Vous vous êtes déjà demandé pourquoi certains groupes décidaient de donner leur nom à leurs albums ? Moi, oui. La liste est trop longue pour être énumérée, et tout le monde possède au moins un disque de ce genre dans sa bibliothèque. J’avoue m’être toujours demandé ce qui pouvait passer par la tête de musiciens refusant de donner un prénom à leur gosse, et j’en ai tiré plusieurs théories :

1. Un manque cruel d’inspiration dans la dernière ligne droite ; le bassiste ayant grillé ses derniers neurones en poussant le matériel au fond du van.

2. Une économie de moyens consistant à limiter l’encrage sur la pochette avec le moins de mots possible.

3. Une prétention démesurée des membres du groupe, persuadés que leur œuvre n’a nul besoin d’un sous-titre pour leur disque. C’est évidemment valable quand on s’appelle Black Sabbath ou Iron Maiden (les deux groupes ont des albums éponymes), mais clairement la certitude d’un casse-tête au moment de classer ledit disque dans ses étagères.

Foncedalle « Foncedalle » (Exag' Records, 8 mars 2024) - MUZZART

Dans le cas de Foncedalle, avec son premier album « Foncedalle », on peine à savoir dans quel case les poser, mais ce qu’on sait, c’est que les krautrockers de Lyon ont grandi avec l’Angleterre dans le viseur. Pas celle des Libertines et autres drogués en carence de vitamine D des années 2000, mais plutôt de l’époque crack dans les dents et nuit blanches des années 80, quand les Happy Mondays régnaient sur la planète défonce & chaussures dansantes. On ne cherchera pas plus loin l’origine du nom de Foncedalle, un terme bien connu des fumeurs de cannabis qui pourraient manger un frigidaire après avoir tiré une latte, et on préfèrera s’étonner d’entendre un véritable album de rock en 2024 ; un truc qui ne soit ni trop connoté ni trop calme, mais assez mélodique pour laisser passer un peu d’air entre les couches successive de bordel amplifié.

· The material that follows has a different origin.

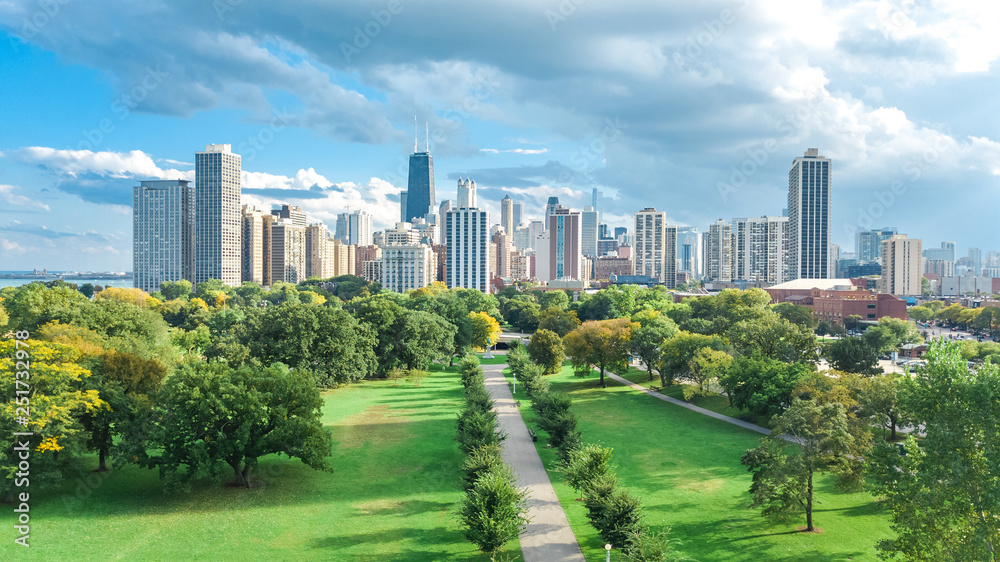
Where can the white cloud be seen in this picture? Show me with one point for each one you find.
(7, 195)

On dit rock, mais il s’agit plutôt de bidouille rock, de bricolo-rock, de rock-castorama en somme, le genre façonné le dimanche à la masse dans le jardin en mélangeant Metz, Aphex Twin et les Stones Roses, pour citer trois influences du groupe. Plus loin, on entend les harmonies de shoegaze médiéval propre à Ride, sur le titre W.A.N.E., mais avec tous les vieux gros fans du groupe recalé à l’entrée et sans cette impression désagréable d’avoir été invité à une soirée pour abonnés grabataires des Inrockuptibles.

Ce qu’on retient de ce disque sans nom ? Que dans un monde idéal, ce serait la bande-son parfaite pour un cours de Zumba entre cocaïnomanes, qu’il s’en dégage une impression de travelling en voiture sur les routes de campagnes anglaises avec une canette de bière dans la main, et que l’omniprésence des guitares n’empêche pas le vaisseau de décoller à n’importe quelle heure du jour et de la nuit. En clair : un disque aussi bien écoutable en open space pour faire chier vos voisins moches qu’en rave party pluvieuse pour exciter les insoumis du rythme.

Avec tout ça, ce premier album aurait pu s’appeler Joie divisée pour lundi joyeux qu’on n’aurait pas perdu nos cheveux pour autant. Et alors même que la formule du rock s’essouffle, on est ravi d’apprendre que Foncedalle, comme Vox Low avant lui, parviennt encore à balancer quelques grenades offensives dans les tranchées d’une guerre progressivement vidée de ses combattants.